Tuesday, March 19, 2013

'Crackdown fears' force Filipino workers to head home from Sabah

BONGAO, Tawi-tawi--- Exactly 18 days since the eruption of violence in Sabah, displaced Filipino workers have kept coming back home.
It was about 7:30pm when the Philippine Coast Guard ship named BRP EDSA docked at the pier of Bongao, carrying at least 233 people who were temporarily gathered by government authorities in Taganak, Sibutu town here.
The Crisis Management Committee Coordinating Center has already accounted more or less 3,160 displaced persons from the coodinating centers in Basilan, Sulu and Tawi-tawi.
Fear of 'Operasi'
Most of the people who came are undocumented laborers who have settled in Sabah. Some of them have stayed there for decades, raising their family in various towns where they found decent jobs.

One of them was Sahadail Pulong, 60, a laborer from Sandakan for 30 years. He came with his wife and two teenaged children who were both born in Sabah.

He said that he heard about the rumored 'operasi' (operation) against illegal workers in Sabah as retaliation for the deaths of some Malaysian state forces.

"Natakot kaming hulihin at ipakulong ng pulis doon kasi wala kaming 'pass'. Nagdesisyon na kaming buong pamilya na umalis na lang doon."

Herzalyn Haid, 19, had stayed in Sabah for 10 years. Fluent in Malaysian and Tausug, she revealed that there were rumors about a government crackdown on illegal workers.

"We did not wait for the time that the police will start looking for us in our homes. My husband and I decided to join the other workers who were able to contact a boat that would carry us to Sibutu," said Haid in Tausug dialect.

Income opportunity
All of the displaced persons came to Sabah to find jobs that would sustain their family. Some ended as manual laborers, farm workers and house helpers to wealthy Malaysian residents.

Rosalyn Saimuddin, 45, worked as a maid in Sandakan. She said that her modest income allowed her and her husband to feed their 13 children.
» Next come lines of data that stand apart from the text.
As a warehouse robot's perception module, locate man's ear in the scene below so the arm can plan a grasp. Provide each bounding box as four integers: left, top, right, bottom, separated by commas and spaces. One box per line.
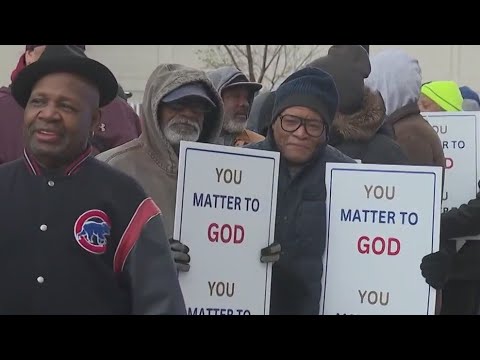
25, 50, 35, 65
90, 109, 102, 136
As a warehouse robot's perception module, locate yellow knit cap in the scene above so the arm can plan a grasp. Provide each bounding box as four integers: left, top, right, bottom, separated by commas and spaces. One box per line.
420, 81, 463, 111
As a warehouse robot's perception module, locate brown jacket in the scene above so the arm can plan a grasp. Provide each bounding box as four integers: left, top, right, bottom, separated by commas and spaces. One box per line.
233, 130, 265, 146
387, 103, 445, 168
97, 64, 223, 237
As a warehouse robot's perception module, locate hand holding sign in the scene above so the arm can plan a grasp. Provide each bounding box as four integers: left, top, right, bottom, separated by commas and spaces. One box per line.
168, 238, 190, 272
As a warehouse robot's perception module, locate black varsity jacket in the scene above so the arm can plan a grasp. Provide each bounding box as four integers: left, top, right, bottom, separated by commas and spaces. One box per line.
0, 149, 185, 314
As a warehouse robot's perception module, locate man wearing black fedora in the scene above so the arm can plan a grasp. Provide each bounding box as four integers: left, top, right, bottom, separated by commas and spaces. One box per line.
0, 45, 141, 164
0, 45, 185, 314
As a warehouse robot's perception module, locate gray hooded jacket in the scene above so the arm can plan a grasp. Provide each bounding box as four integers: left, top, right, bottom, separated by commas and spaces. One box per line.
97, 64, 223, 237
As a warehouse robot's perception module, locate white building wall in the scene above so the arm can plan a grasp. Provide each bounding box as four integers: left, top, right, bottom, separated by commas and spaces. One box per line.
0, 45, 480, 102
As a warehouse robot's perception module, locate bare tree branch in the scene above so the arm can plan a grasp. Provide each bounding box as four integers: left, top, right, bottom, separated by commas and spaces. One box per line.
197, 45, 326, 89
233, 45, 252, 58
247, 45, 255, 81
257, 45, 268, 83
223, 45, 238, 68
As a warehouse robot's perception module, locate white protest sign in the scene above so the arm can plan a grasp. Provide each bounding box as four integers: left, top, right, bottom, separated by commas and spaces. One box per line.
174, 142, 280, 315
422, 111, 480, 243
320, 163, 442, 315
422, 112, 480, 212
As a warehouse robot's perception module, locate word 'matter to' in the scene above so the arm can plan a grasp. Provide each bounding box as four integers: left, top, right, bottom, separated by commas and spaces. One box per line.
187, 307, 251, 315
193, 192, 260, 212
432, 125, 448, 134
340, 209, 418, 226
442, 140, 465, 149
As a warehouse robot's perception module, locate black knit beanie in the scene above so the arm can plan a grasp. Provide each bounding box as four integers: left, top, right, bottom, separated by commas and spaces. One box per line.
308, 45, 371, 115
272, 68, 338, 125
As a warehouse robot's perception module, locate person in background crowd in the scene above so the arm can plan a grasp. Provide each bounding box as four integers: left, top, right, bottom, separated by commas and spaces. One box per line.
418, 81, 463, 112
308, 45, 408, 165
420, 182, 480, 315
97, 64, 223, 269
247, 91, 275, 136
365, 49, 445, 168
460, 86, 480, 111
207, 66, 265, 146
246, 68, 354, 315
118, 84, 132, 101
0, 45, 186, 315
0, 45, 140, 164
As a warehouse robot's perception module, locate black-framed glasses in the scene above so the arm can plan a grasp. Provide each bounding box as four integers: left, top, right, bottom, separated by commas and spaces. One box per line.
279, 114, 326, 137
164, 99, 212, 114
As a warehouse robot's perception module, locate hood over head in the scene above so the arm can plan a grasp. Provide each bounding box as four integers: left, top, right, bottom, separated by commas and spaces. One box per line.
142, 64, 223, 159
207, 66, 263, 99
365, 49, 422, 116
332, 87, 385, 142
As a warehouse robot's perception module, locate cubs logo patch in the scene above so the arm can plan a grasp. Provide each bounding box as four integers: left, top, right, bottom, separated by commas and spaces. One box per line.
73, 209, 112, 255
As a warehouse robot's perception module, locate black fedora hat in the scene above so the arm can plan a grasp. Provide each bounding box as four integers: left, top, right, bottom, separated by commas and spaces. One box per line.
11, 45, 118, 108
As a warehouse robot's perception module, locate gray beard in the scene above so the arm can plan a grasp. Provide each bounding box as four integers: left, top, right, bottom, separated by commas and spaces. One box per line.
223, 115, 248, 134
163, 118, 202, 147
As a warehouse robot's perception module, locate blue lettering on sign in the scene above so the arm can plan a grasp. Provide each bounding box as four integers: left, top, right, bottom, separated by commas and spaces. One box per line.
187, 307, 251, 315
193, 192, 242, 211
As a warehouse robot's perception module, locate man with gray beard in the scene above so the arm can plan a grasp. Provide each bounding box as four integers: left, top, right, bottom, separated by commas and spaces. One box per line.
208, 66, 265, 146
97, 64, 223, 249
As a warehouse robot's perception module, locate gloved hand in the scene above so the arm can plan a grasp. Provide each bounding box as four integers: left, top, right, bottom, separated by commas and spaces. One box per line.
260, 242, 282, 263
168, 238, 190, 272
420, 251, 453, 290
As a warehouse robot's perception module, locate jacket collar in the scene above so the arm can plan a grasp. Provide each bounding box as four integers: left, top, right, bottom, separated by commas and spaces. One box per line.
23, 145, 92, 176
"Food is cheap in Sabah and our small wages can afford to raise even a big family. I don't know how to survive back here," she said. 
DSWD-Tawi-tawi Director Hania Aliakbar said that the government is doing its best to address the problems encountered by all displaced persons.

"We are working with various agencies on how to give them livelihood training so that they can find work in their respective communities," she said.

As the people were served hot meals by DSWD personnel and civilian volunteers, some of those who arrived gathered in a corner and hatched their own plan:
"Let us go back to Sabah to find work once everything has calmed down," said an old man to his friends.

While there are no livelihood opportunities that could be offered to them, most of them will take the risks to come back to Sabah.

Herzalyn Haid, a resident of Sabah for 10 years,  is 4 months pregnant.
Rosalyn Saimuddin is proud of her treasures, her 13 children who are all born in Sabah.
The AFP Medical Team was deployed to help those who need medical attention.

A social worker attends to a day-old baby boy who was born during the journey from Sabah to Tawi-tawi.